Zatrzymałem się tuż przy krzakach. Nie słyszałem żadnych „podejrzanych” dźwięków, rozchyliłem więc gałęzie. Mężczyzny nigdzie nie zauważyłem. Moim oczom ukazał się natomiast nieduży, blaszany barak. Farba odchodziła od niego płatami. Okna były popękane i zasłonięte kawałkami tektury. Drzwi były lekko uchylone. „Jakby czekały na mnie – pomyślałem”. Niewiele się zastanawiając podszedłem do nich najciszej jak potrafiłem. Wstrzymałem oddech. Nasłuchiwałem. Żaden odgłos nie dobiegał z baraku. Kucnąłem i zajrzałem ostrożnie do środka. Panował w nim półmrok. Cienie rozpraszały nieliczne promienie światła wpadające przez dziury i szpary w dachu. Wyglądało na to, że nikogo nie ma w środku. Nachyliłem się jeszcze bardziej, żeby lepiej się przyjrzeć wnętrzu...

czwartek, 15 lutego 2007

Czy to się zdarzyło??, część 3

Nie powiedziałem nic więcej. Pokazałem mu ręką gdzie ma patrzeć. „Mój Boże – jęknął”. Kupy ubrań, które wcześniej mijaliśmy, a które leżały sobie spokojnie wśród trawy, postanowiły chyba się trochę poruszać. Przejęty grozą patrzyłem jak powoli podnoszą się z ziemi. Okazało się, że to nie były same szmaty. To byli ludzie... A przynajmniej byli nimi kiedyś... W najgorszych koszmarach nie widziałem takich rzeczy. Czułem się jakbym miał zaraz oszaleć. O czymś takim czytało się w tylko książkach albo oglądało na filmach. „Nie, to nie może być prawda. – powtarzałem sobie w myślach jak mantrę, która miała mi pomóc”. Teraz już wszyscy spoglądaliśmy oniemiali na to widowisko grozy. Na to dans macabre...

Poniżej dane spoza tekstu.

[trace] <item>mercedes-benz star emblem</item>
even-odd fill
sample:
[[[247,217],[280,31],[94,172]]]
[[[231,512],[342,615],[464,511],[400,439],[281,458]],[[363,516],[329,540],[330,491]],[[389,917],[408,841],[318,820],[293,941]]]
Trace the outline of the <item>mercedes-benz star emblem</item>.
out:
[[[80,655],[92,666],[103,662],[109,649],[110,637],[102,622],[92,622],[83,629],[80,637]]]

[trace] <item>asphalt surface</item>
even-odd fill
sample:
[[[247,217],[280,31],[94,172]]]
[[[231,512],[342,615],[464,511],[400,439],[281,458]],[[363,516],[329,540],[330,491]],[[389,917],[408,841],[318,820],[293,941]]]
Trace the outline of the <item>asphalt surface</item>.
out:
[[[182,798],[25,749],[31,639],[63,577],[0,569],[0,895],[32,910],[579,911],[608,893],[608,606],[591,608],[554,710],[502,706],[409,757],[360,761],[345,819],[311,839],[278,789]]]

W naszym kierunku szły żywe trupy. Nie dało się ich inaczej nazwać. Razem z podartymi fragmentami ubrań zwisały z nich strzępy czarnego, zgniłego mięsa i skóry. Kończyny były nienaturalnie powykręcane w stawach, co powodowało, że ich powolny marsz był groteskową parodią ludzkiego chodu. Twarze ich, o ile można je było nazwać twarzami, były upiornymi maskami. Skurczona skóra odsłaniała przegniłe dziąsła i poważne ubytki w uzębieniu. Niektórym brakowało nosów, innym oczu albo uszu. W ich miejscach ziały czarne dziury. Trupy szły w zupełnym milczeniu. Towarzyszył im wyłącznie szelest trawy i okropny smród. Były coraz bliżej, a my staliśmy jak zamurowani, niezdolni do najmniejszego ruchu.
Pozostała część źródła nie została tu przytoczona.